Removal is a day surgical procedure and requires a small incision in the scrotal skin directly over the cyst or cysts. The cyst is identified and carefully dissected free from the tubules before excision.
It is very much in your best interests to have epididymal cysts removed microsurgically, as delicate and very precise methods are required to accurately and safely (from a fertility perspective) remove epididymal cysts.
Non-microsurgical techniques increase the rate of damage to the epididymal tubule and so can result in both obstruction and ultimately prevent sperm reaching semen, thus resulting in a decreased or zero sperm count.
Fallopian tube repair
The fallopian tubes are very delicate structures in which egg and sperm fertilise to produce an embryo and pregnancy. If they are obstructed then pregnancy cannot occur. The commonest cause of obstruction is due to elective sterilisation for which microsurgical fallopian tube reanastomosis is a a highly successful procedure.
Blockage of the Fallopian tubes has a number of disease related causes, the most common of which are past pelvic infection, prior surgery and endometriosis. Microsurgery has long been used to open up blocked fallopian tubes and is successful in doing so in a majority of cases.
A critical issue when considering microsurgery to repair damaged Fallopian tubes is the nature and extent of the adhesions which are blocking or binding the tubes.
Preliminary pelvic assessment using a telescope through the umbilicus known as laparoscopy will always be required. In addition, a specialised technique to assess the exact position of blockage (selective salpingography) will usually be necessary to determine if microsurgery is the best treatment.
A high level of expertise and experience is required to successfully restore fallopian tube patency. Because the fallopian tubes have many small blood vessels coursing along them, highly accurate methods are essential to prevent additional damage when operating to restore patency. The use of microscopic methods gives the surgeon a superior view of the tube and so a greater ability to explore and find the correct site to re-open the tube, while at the same time preventing further damage and subsequent adhesion formation.
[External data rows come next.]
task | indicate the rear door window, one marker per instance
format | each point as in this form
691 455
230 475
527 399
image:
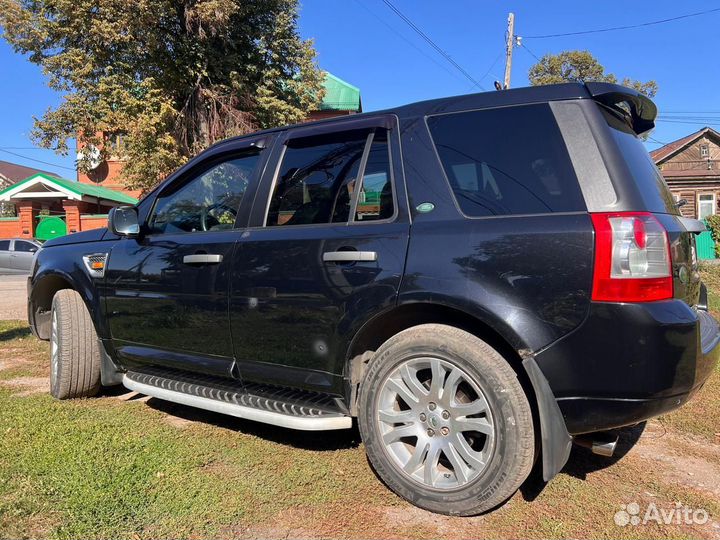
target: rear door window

Endometriosis is a complex condition where tissue that looks like the ling of the uterus (the endometrium) is present outside the uterus in the pelvis. It can affect fertility by physically damaging the reproductive organs or by altering the chemistry of the surrounding fluid and so reducing normal function. Approximately 10% of women will develop endometriosis at some time of their lives. In some cases the disease will regress spontaneously; in others it will unfortunately produce symptoms such as painful periods, painful sex, abnormal uterine bleeding or infertility. Often endometriosis is treated medications or by laparoscopic means.
Microsurgical dissection and excsion of endometriois can in certain situations be the best form of treatment for endometriosis. This is particularly so when endometriosis damages the fallopian tubes and ovaries leading to infertility.This aim of microsurgical dissection of endometriosis is to restore the damaged structures and pelvic anatomy to as close to normal as possible. If endometriosis leads to adhesion formation surrounding either the ovaries or fallopian tubes, microsurgical methods optimise the prospects of re-establishing normal fertility function by allowing precise, accurate separation of structures along normal tissue plains, minimising collateral damage and maximising normal anatomical restoration.
Microsurgical methods offer the best hope for long-term correction of potentially painful conditions and those which obstruct the passage of sperm through the male reproductive organs or cause pain.